Relative poverty: Defined as income/consumption below a percentage of median — more used in developed countries.
Multidimensional Poverty: UNDP-OPHI's MPI measures 10 indicators across 3 dimensions — Health (nutrition, child mortality), Education (years of schooling, school attendance), Living Standards (cooking fuel, sanitation, drinking water, electricity, housing, assets).
5.2 India's Poverty Data
NITI Aayog National MPI 2023:
- India's multidimensional poverty fell from 29.17% (2013-14) to 11.28% (2022-23) — a reduction of ~17.89 percentage points in 9 years
- In absolute numbers: approximately 24.82 crore persons escaped multidimensional poverty during 2005-06 to 2015-16 (World Bank assessment)

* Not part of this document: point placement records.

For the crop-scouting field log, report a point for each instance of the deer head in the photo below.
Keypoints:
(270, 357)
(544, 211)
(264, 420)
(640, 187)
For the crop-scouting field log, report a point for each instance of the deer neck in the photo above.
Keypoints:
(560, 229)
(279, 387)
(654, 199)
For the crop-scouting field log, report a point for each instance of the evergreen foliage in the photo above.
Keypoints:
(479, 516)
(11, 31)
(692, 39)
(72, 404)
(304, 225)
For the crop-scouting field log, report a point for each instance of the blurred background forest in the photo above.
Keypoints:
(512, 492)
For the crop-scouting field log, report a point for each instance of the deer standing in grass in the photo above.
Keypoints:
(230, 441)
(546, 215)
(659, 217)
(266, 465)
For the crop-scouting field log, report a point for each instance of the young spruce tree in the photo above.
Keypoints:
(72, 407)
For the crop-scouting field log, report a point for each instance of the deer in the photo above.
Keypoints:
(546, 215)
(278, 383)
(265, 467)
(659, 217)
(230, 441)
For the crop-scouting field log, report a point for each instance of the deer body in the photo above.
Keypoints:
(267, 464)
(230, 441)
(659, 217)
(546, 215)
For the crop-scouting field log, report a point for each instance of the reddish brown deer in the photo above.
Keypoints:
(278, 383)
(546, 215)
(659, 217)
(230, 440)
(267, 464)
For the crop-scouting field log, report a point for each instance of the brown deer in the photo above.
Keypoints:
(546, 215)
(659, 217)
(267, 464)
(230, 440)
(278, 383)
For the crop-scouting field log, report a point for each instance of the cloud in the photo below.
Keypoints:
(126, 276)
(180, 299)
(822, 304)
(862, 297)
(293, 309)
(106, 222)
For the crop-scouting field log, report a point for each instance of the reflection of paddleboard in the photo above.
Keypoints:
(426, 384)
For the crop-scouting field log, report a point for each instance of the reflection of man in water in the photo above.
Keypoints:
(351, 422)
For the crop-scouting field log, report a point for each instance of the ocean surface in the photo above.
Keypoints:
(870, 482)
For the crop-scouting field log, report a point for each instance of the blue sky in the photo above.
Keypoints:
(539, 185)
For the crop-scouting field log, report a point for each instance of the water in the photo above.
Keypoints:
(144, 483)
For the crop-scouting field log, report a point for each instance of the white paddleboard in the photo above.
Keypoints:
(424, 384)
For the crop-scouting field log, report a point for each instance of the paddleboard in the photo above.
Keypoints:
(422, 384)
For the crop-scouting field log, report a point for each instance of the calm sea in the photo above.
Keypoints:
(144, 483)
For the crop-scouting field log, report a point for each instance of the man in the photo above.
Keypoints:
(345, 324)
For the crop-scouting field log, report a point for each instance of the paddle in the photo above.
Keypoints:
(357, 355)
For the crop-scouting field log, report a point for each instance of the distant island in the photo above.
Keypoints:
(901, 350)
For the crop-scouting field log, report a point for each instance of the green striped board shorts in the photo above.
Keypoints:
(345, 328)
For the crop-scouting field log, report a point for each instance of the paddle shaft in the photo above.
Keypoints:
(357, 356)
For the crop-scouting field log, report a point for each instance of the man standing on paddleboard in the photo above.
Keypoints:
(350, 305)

- Uttar Pradesh, Bihar, Madhya Pradesh have highest poverty headcounts
- Rajasthan's MPI 2023: ~18% multidimensional poor (below national average of earlier periods)
Poverty Line Committees:
- Alagh Committee (1979): First calorie-based norms (2,400 kcal/day rural, 2,100 urban)
- Lakdawala Committee (1993): Calorie-based poverty lines by state
- Tendulkar Committee (2009): Shifted to consumption-based, recommended Rs 446/month (rural) and Rs 578/month (urban) — widely used today
- Rangarajan Committee (2014): Recommended higher poverty lines of Rs 972/month (rural) and Rs 1,407/month (urban); government did not officially adopt this
5.3 Types and Causes of Poverty
| Type | Description |
|---|---|
| Absolute poverty | Unable to meet basic survival needs |
| Relative poverty | Below median income; social exclusion |
| Chronic poverty | Intergenerational — families poor across generations |
| Transient poverty | Temporary due to shocks (illness, drought, job loss) |
| Rural poverty | Dominates India — dependence on agriculture, seasonal income |
| Urban poverty | Informal workers, slum dwellers, migrants |
Causes of persistence: Caste-based discrimination limits access to education/employment for Dalits and Adivasis; feminisation of poverty — women more likely to be poor due to gender wage gap and care burden; agrarian distress — small/marginal farmers; lack of social security in informal economy; health shocks — a single illness can push a family below poverty line (catastrophic expenditure).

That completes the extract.